開幕、激闘の球技大会

 球技大会当日。空は雲ひとつ無く晴れ渡り、太陽が燦々と輝く。遮る物が無いため、日光は大地へと降り注ぐ。そのせいもあってか、気温もいつもよりも高く、熱中症警報が発令されている。



 そんな猛暑の中、生徒達はそれぞれの色とりどりのシャツで大講堂へと集まっていた。それぞれのクラスTシャツが映える。

 そんな中、流星はどこにいるかというと、舞台の袖口にて待機していた。

 生徒会長である彼は挨拶という役目がある。少々面倒くさいと感じるが、これもれっきとした生徒会長の役目。しっかりとこなさなくては、反乱が起きるのも時間の問題だ。



(う〜…あっちぃよここ…早く初めてくれ)



 舞台の袖口は小さな窓が一つあるぐらいで冷房などの設備は一切存在しない。そのため、かなりの蒸し暑さだ。新たに改善案の一つとして加えておくのが良いだろう。



(数週間前もここに居たんだよな。そう思うとなんかちょっと感慨深いな…これがエモいってやつ?)

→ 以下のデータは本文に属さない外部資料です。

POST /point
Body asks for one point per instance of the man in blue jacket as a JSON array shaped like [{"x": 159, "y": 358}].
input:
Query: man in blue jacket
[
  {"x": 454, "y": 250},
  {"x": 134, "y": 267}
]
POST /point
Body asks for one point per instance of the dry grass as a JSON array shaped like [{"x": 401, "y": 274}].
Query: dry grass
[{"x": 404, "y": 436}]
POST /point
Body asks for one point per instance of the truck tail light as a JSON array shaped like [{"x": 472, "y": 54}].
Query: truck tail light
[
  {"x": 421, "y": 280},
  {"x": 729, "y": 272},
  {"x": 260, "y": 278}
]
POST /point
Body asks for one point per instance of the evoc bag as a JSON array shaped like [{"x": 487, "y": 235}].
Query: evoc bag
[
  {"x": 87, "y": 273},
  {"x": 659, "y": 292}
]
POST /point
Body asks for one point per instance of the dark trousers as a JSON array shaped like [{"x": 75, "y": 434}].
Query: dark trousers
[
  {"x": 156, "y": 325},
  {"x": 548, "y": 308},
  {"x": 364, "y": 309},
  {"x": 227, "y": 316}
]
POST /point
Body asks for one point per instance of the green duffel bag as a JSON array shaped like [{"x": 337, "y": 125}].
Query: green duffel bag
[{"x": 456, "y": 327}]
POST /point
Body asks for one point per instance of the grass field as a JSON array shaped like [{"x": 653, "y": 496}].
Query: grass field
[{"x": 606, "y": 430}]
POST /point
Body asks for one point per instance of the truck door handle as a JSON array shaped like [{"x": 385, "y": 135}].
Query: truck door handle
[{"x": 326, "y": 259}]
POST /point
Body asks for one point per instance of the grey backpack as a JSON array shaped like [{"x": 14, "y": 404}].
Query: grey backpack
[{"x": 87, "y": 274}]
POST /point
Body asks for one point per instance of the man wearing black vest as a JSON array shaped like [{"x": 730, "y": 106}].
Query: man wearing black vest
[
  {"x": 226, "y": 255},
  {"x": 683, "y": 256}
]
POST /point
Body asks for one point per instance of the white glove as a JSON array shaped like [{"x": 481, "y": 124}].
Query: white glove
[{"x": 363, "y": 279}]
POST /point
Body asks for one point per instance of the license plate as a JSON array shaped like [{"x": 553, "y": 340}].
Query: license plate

 数週間前、流星は生徒会選挙でこの場に立っていた。多くの仲間達の力を借りて激闘を繰り広げ、なんとか勝利を掴み取った。そして今、生徒会長としてこの場に立っている。そう考えると流星はなにか考える物があると感じた。



(…ま、今回は挨拶だけだし、気楽に行くか)



 開催を今か今かと待ちわびる声で賑わう大講堂。準備を完了した実行委員がマイクを手に取った。



「会場にお集まりの皆様、おまたせ致しました!これより、球技大会開会式を始めます!」



 進行役の言葉に会場が湧き上がる。開会宣言をしただけでこれとは。流星は改めて球技大会の始まりを実感する。白熱した戦いになりそうだ。



「というわけで、まずはじめに我らが生徒会長からお言葉を頂きましょう!それでは行きますよ!せーの!」



『『りゅーせーくーん!!!』』



(そういう感じかよっ!?)



 流星はリハに無かった展開に驚きながらも、勢いよくステージに飛び出していく。

 姿を現した流星を生徒達は拍手喝采で出迎えた。



「りゅーせー!気合入れてけー!!!」



「緊張してんじゃねーのー???」



「羨ましいなこのリア充ー!!!」



 なんだかヤジも混じっていた気がしたが、流星は気に留めず用意された演壇の前へと向かう。

 マイクをとんとんと叩いて確認した後に、一礼をして話始める。



「…皆様おはようございます。生徒会長の諸星流星です。…あぁ、なんかここに立ってると生徒会長としての実感が湧いてきますね。今回は行事での挨拶は初めてということで私もそれなりに緊張しています。それなりに」



 普段の話し方ではなく、猫を被ったよそ行きの話し方で話す流星。『それなりに』の部分を強調しているが、本当は結構緊張している。



「さて、今日は皆さんが待ちに待った球技大会です。各クラスで練習を積んできたことでしょう。私もクラスの皆と精進してまいりました」



「お前結構サボってただろー?」



「ん”んっ…なにか聞こえた気がしましたが、気の所為でしょう」



 ヤジとのやり取りに客席からはつっこみと笑いが巻き起こる。長く退屈になる演壇での発表はこういう軽いジョークが大切だ。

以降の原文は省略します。